Dans ce cas, pour parer au risque d'une compétition entre les actions en
responsabilité exercées respectivement par la société ou l'administration de
la faillite et par les créanciers directement touchés, la jurisprudence a
limité le droit d'agir de ces derniers, afin de donner une priorité à
l'action sociale; ainsi, lorsque la société est aussi lésée, un créancier
social peut agir à titre individuel contre un organe en réparation du dommage
direct qu'il a subi seulement s'il peut fonder son action sur un acte
illicite (art. 41 CO), une culpa in contrahendo ou une norme du droit des
sociétés conçue exclusivement pour protéger les créanciers (ATF 132 III 564
consid. 3.2.3 et les arrêts cités).

3.3  Dans la faillite de la société lésée, les créanciers sociaux ont aussi
le droit de demander le paiement à la société - c'est-à-dire à la masse
(Pierre-Robert Gilliéron, Commentaire de la loi fédérale sur la poursuite
pour dettes et la faillite, 2001, n. 36 ad art. 260 LP) - de
dommages-intérêts (art. 757 al. 1, 1re phrase, CO). Toutefois, les droits des
actionnaires et des créanciers sociaux sont exercés en premier lieu par
l'administration de la faillite (art. 757 al. 1, 2e phrase, CO). Les actions
des créanciers sociaux et des actionnaires ne peuvent dès lors être exercées
que si l'administration de la faillite a renoncé à exercer ces droits (art.
757 al. 2 CO).

Si un créancier social a obtenu la cession des droits de la masse contre
l'organe responsable en application de l'art. 260 LP, il agit « en lieu et
place de la masse, en son propre nom, pour son compte et à ses risques et
périls », selon le texte de la formule obligatoire 7F (cf. art. 2 ch. 6 et 80
OAOF; RS 281.32). Cette formule 7F précise notamment, parmi les conditions
auxquelles le créancier cessionnaire est autorisé à poursuivre la réalisation
des droits faisant l'objet de la cession, que « [l]e créancier cessionnaire
devra aviser l'administration de la faillite du résultat obtenu
judiciairement ou à l'amiable, et cela sans retard et en y joignant les
pièces justificatives », et que « [l]a somme d'argent obtenue judiciairement
ou à l'amiable peut être employée par le créancier cessionnaire, après
paiement des frais, à couvrir sa créance; l'excédent éventuel sera remis à la
masse » (cf. art. 757 al. 2, 2e et 3e phrases, CO). Si le créancier
cessionnaire a ainsi un devoir d'information et des devoirs quant à
l'utilisation du gain du procès (Vincent Jeanneret/Vincent Carron,
Commentaire romand, poursuite et faillite, 2005, n. 30 et 31 ad art. 260 LP),
rien ne l'empêche de conclure à la condamnation du défendeur de payer
directement en ses mains, comme cela est d'ailleurs usuel dans la pratique
(cf. entre autres ATF 132 III 564 lettre C p. 567; 122 III 195 lettre B p.
197; 117 II 432 lettre C p. 434).

Il résulte de ce qui précède que le grief du défendeur relatif à la prétendue
irrecevabilité des conclusions de la demanderesse tendant au paiement de
dommages-intérêts en ses mains est mal fondé.
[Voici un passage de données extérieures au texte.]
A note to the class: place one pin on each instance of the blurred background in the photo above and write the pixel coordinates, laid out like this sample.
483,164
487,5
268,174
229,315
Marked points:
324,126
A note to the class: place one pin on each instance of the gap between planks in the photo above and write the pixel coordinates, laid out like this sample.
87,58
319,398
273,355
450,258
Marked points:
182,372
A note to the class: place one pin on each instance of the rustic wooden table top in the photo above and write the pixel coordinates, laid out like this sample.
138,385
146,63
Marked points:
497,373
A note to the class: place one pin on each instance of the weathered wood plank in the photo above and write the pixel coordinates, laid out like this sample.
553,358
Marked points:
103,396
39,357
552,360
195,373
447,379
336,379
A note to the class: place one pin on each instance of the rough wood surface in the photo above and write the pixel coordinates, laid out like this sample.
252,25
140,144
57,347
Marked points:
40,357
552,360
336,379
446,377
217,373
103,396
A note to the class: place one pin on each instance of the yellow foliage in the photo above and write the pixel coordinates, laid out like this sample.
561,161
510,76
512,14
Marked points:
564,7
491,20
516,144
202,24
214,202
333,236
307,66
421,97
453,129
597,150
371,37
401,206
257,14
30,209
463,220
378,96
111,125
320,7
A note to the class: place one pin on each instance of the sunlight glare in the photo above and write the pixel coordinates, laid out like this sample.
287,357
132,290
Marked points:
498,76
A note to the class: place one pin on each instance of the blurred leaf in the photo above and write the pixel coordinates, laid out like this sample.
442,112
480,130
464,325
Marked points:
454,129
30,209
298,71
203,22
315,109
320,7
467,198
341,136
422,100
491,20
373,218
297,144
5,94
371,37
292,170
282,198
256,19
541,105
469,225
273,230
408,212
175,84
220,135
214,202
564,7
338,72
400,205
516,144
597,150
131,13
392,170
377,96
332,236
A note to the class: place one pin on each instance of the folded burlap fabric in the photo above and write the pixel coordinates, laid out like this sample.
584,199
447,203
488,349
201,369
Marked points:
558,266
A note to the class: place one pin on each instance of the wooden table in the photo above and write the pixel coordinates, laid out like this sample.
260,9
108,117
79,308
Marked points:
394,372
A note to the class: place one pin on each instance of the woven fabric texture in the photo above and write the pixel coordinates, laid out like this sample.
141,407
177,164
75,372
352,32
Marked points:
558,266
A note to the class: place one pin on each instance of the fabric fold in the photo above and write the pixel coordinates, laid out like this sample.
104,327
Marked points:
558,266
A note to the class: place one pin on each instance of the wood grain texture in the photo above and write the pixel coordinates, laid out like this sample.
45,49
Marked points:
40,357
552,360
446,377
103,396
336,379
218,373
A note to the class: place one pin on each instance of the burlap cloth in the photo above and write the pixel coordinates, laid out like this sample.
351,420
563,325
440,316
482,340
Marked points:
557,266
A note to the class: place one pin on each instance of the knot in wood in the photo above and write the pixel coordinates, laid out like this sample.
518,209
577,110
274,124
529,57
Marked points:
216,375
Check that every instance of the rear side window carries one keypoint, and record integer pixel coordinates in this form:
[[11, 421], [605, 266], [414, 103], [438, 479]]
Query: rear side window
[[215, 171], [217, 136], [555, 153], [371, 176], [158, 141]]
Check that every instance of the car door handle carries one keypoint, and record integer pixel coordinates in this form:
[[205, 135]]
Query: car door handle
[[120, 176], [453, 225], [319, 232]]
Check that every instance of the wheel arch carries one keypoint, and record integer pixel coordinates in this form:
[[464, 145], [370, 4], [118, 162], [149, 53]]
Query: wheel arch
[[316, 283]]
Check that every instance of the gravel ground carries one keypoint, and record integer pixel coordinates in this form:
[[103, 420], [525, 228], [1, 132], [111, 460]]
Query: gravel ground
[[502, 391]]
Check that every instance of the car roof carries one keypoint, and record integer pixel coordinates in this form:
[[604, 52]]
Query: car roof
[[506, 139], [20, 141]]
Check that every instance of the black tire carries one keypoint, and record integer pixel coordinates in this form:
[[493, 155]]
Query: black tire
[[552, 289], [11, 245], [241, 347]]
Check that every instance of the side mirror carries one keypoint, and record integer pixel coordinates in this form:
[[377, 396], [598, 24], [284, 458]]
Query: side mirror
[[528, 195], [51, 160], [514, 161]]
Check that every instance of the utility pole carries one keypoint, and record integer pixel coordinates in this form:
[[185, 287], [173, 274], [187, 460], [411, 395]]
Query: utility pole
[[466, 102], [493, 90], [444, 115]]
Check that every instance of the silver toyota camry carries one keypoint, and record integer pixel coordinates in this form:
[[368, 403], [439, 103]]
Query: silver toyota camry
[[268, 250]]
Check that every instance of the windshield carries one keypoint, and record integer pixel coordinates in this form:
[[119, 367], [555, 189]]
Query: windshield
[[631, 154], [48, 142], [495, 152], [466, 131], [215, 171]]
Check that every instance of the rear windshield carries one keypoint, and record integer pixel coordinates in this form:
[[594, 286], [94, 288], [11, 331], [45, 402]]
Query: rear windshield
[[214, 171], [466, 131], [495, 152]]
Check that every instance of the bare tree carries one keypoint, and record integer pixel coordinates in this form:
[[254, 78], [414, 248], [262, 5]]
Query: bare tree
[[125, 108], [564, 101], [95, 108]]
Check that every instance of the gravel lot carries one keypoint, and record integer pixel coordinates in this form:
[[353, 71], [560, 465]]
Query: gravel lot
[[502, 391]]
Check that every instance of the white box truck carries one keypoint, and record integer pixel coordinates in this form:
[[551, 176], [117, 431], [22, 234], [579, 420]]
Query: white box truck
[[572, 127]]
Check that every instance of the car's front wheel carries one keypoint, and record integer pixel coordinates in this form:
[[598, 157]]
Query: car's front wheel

3.4  Le défendeur fait valoir que la demanderesse ne pourrait réclamer que la
réparation d'un dommage direct. Il perd de vue que la demanderesse agit en
tant que cessionnaire des droits de la masse (art. 20 LP) et qu'elle exerce
donc l'action sociale (art. 757 al. 2 et 3 CO). Elle est ainsi habilitée à
invoquer en justice le dommage subi par la société faillie. Encore faut-il
que le défendeur ait engagé sa responsabilité envers la société dans les
conditions de l'art. 754 CO, ce qu'il convient maintenant d'examiner.

4.
4.1 La cour cantonale a considéré en substance que selon la jurisprudence
(ATF 117 IV 259 consid. 5a), l'administrateur viole ses devoirs découlant de
l'art. 678 al. 2 CO et cause un dommage à la société lorsqu'il entame le
capital-actions, augmenté des réserves légales, pour verser aux actionnaires
des dividendes cachés. Lorsque la société W.________ était entrée en
liquidation de fait en juillet 1992 ensuite de la fin des livraisons par son
fournisseur unique, le défendeur avait versé des rémunérations aux
commerciaux travaillant pour la société, dont ses deux actionnaires. Suivant
le raisonnement, qualifié de convaincant, de l'expert judiciaire, la cour
cantonale a retenu que des indemnités de six mois de rémunération, à verser
en sus des mois effectivement travaillés en 1992, auraient déjà été très
généreuses, si bien que le montant versé en plus, soit CHF 434'000.- au
total, devait être qualifié de dividendes cachés. Ceux-ci avaient été versés
aux actionnaires alors que la société était entrée en liquidation et que la
dette globale envers la demanderesse (CHF 2'136'497.- au 31 décembre 1992,
étant rappelé que les livraisons s'étaient arrêtées déjà en juin 1992)
dépassait largement les actifs (d'un solde de CHF 240'243.- au 31 décembre
1992). Les juges cantonaux en ont conclu que le capital-actions et les
réserves légales (soit au total CHF 100'000.- selon le bilan au 31 décembre
1992) avaient dû être entamés lors du versement de ces prestations indues aux
actionnaires et que, par ce versement, le défendeur avait lésé la société et
lui avait causé un dommage à hauteur des dividendes cachés.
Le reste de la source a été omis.